|
|
|
|
|
by FroshKiller
220 days ago
|
|
Here's the extent of my interest: I take my understanding of your use case and specifications, then I write source code that tries to generate as few instructions to suit your needs as possible while still being comprehensible to the next maintainer. The app should write records to a database? Fine. Here's where you configure the connection. The app in production is slow because the database server is weak? Not my problem, talk to your DBA. The app should expose an HTTP endpoint for liveness probes? Fine. It's served from the path you specified. Your reused it for an external outage check, and that's reporting the service is down because the route timed out due to your ops team screwing up the reverse proxy? Literally not my problem, I could not care less. |
|
Okay, so, what is the DBA to do? Double the server capacity to "see if that helps"?
It didn't, and now the opex of the single most expensive cloud server is 2x what it was and is starting to dwarf everything else... combined.
Maybe it's "just" a bad query. Which one? Under what circumstances? Is it supposed to be doing that much work because that's what the app needs, or is it an error that it's sucking down a gigabyte of data every few minutes?
How is the DBA to know what the usecases are?
The best tools that solve these runtime performance are modern APM tools like Azure App Insights, Open Telemetry, or the like.
Some of these products can be injected into precompiled apps using "codeless attach" methods, and this works... okay at best.

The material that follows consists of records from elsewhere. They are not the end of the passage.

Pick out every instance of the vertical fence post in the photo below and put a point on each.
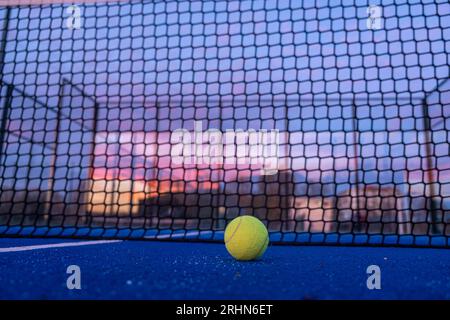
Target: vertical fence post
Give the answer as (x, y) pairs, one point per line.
(430, 167)
(355, 159)
(51, 186)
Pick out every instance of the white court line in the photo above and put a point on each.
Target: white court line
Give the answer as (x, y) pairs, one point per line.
(56, 245)
(180, 235)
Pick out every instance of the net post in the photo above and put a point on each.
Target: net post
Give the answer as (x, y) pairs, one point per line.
(89, 192)
(355, 161)
(4, 124)
(217, 209)
(429, 160)
(51, 186)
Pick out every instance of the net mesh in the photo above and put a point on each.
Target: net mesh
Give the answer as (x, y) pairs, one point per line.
(327, 120)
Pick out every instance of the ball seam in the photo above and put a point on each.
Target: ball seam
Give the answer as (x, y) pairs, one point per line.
(235, 230)
(264, 244)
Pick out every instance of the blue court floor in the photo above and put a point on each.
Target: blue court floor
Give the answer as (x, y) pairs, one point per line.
(36, 269)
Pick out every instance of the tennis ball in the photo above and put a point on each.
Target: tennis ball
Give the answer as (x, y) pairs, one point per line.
(246, 238)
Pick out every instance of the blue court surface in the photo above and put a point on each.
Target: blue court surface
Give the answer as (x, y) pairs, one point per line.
(36, 269)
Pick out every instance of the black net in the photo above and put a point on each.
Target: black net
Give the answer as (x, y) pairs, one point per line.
(329, 121)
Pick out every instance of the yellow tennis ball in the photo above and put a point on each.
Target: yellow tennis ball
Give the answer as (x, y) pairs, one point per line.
(246, 238)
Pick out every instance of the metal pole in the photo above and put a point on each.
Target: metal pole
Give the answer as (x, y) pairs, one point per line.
(3, 42)
(52, 172)
(90, 194)
(5, 116)
(355, 158)
(429, 159)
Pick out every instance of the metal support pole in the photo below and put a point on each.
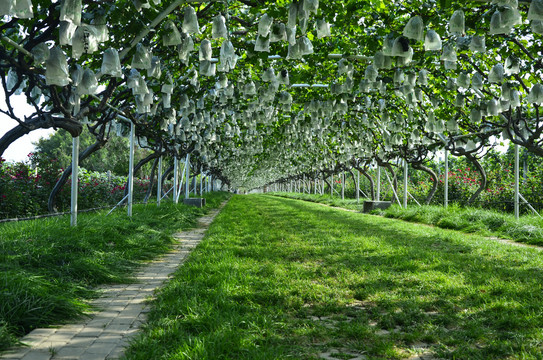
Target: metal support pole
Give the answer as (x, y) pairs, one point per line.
(131, 169)
(75, 175)
(175, 179)
(378, 197)
(517, 204)
(357, 187)
(159, 184)
(446, 204)
(342, 185)
(405, 176)
(187, 170)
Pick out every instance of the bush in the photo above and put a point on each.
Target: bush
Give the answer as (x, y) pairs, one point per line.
(25, 188)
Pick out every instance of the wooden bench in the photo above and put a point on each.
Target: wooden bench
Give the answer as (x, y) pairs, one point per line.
(372, 205)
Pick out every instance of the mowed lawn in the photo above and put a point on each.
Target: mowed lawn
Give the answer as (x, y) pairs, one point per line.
(284, 279)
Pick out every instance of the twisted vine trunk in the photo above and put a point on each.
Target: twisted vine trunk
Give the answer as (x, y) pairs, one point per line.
(326, 181)
(51, 203)
(73, 126)
(357, 194)
(431, 193)
(387, 166)
(151, 181)
(138, 166)
(370, 179)
(164, 176)
(481, 171)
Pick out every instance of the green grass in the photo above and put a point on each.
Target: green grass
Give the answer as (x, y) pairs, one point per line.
(48, 270)
(528, 229)
(277, 278)
(335, 200)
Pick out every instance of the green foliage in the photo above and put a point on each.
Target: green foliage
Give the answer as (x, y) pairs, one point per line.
(48, 272)
(25, 190)
(278, 278)
(528, 229)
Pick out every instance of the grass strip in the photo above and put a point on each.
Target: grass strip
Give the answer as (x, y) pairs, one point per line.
(278, 278)
(326, 199)
(48, 270)
(528, 229)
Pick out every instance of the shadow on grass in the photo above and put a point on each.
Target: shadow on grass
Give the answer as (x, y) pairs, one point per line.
(278, 278)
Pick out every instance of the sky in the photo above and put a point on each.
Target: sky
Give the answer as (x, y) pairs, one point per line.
(19, 149)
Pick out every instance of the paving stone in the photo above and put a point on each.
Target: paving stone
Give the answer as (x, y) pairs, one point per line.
(101, 347)
(120, 311)
(70, 351)
(37, 355)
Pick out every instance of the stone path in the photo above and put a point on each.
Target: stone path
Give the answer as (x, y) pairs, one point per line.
(106, 333)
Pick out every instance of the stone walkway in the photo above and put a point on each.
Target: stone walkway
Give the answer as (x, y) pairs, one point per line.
(106, 333)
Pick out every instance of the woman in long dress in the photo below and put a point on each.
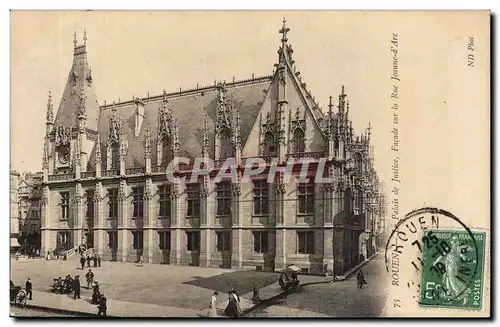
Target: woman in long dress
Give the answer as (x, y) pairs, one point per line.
(212, 310)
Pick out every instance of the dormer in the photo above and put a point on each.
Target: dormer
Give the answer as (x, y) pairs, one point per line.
(139, 116)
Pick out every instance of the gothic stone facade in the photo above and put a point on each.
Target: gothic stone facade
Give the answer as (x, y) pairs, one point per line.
(105, 175)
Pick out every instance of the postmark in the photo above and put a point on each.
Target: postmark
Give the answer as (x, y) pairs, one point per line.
(452, 259)
(408, 248)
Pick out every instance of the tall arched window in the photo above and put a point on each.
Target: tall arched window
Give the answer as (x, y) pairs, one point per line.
(358, 162)
(298, 141)
(166, 151)
(269, 144)
(115, 156)
(226, 148)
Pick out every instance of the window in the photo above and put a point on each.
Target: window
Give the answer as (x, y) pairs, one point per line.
(138, 240)
(299, 141)
(166, 151)
(260, 242)
(358, 162)
(269, 144)
(90, 203)
(164, 240)
(138, 201)
(193, 241)
(223, 199)
(306, 242)
(224, 241)
(193, 200)
(63, 240)
(165, 203)
(64, 205)
(113, 203)
(112, 240)
(226, 148)
(260, 197)
(306, 198)
(115, 158)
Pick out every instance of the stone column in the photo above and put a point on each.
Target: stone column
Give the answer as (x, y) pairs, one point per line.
(100, 219)
(123, 222)
(237, 232)
(78, 216)
(280, 245)
(45, 222)
(206, 232)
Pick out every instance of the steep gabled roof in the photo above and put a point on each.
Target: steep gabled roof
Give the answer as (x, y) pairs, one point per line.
(190, 109)
(79, 84)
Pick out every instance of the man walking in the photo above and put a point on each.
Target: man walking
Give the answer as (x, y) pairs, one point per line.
(76, 287)
(29, 289)
(82, 261)
(103, 307)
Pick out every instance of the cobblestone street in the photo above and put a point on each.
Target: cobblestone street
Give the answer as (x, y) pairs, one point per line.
(340, 299)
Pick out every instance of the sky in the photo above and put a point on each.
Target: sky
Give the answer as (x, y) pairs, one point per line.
(133, 53)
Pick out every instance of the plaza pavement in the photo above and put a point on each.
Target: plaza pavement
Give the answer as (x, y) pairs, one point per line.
(150, 290)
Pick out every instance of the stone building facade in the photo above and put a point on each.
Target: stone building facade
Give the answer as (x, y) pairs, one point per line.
(105, 166)
(30, 187)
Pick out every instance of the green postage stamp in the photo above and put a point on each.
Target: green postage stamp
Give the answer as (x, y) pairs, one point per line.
(453, 269)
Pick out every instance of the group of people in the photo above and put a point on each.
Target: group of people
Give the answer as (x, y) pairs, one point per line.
(288, 281)
(72, 285)
(232, 310)
(96, 259)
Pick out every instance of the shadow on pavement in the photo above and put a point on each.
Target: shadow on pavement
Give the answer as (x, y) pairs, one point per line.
(242, 280)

So SysOps takes your code, layers on an APM, sees a long list of potential issues... and the developers "don't care" because they think that this is a SysOps thing.
But if the developer takes an interest and is an involved party, then they can integrate the APM software development kit, "enrich" the logged data, log user names, internal business metadata, etc... They log on to the APM web portal and investigate how their app is running in production, with real-world users instead of synthetic tests, with real data, with "noisy neighbours", and all that.
Now if Bob's queries are slowing down the entire platform, it's a trivial matter to track this down and fix Bob's custom report SQL query that is sucking down SELECT * FROM "MassiveReportView" and killing the entire server.
Troubleshooting, performance, security, etc... are all end-to-end things. Nobody can work in isolation and expect a good end result.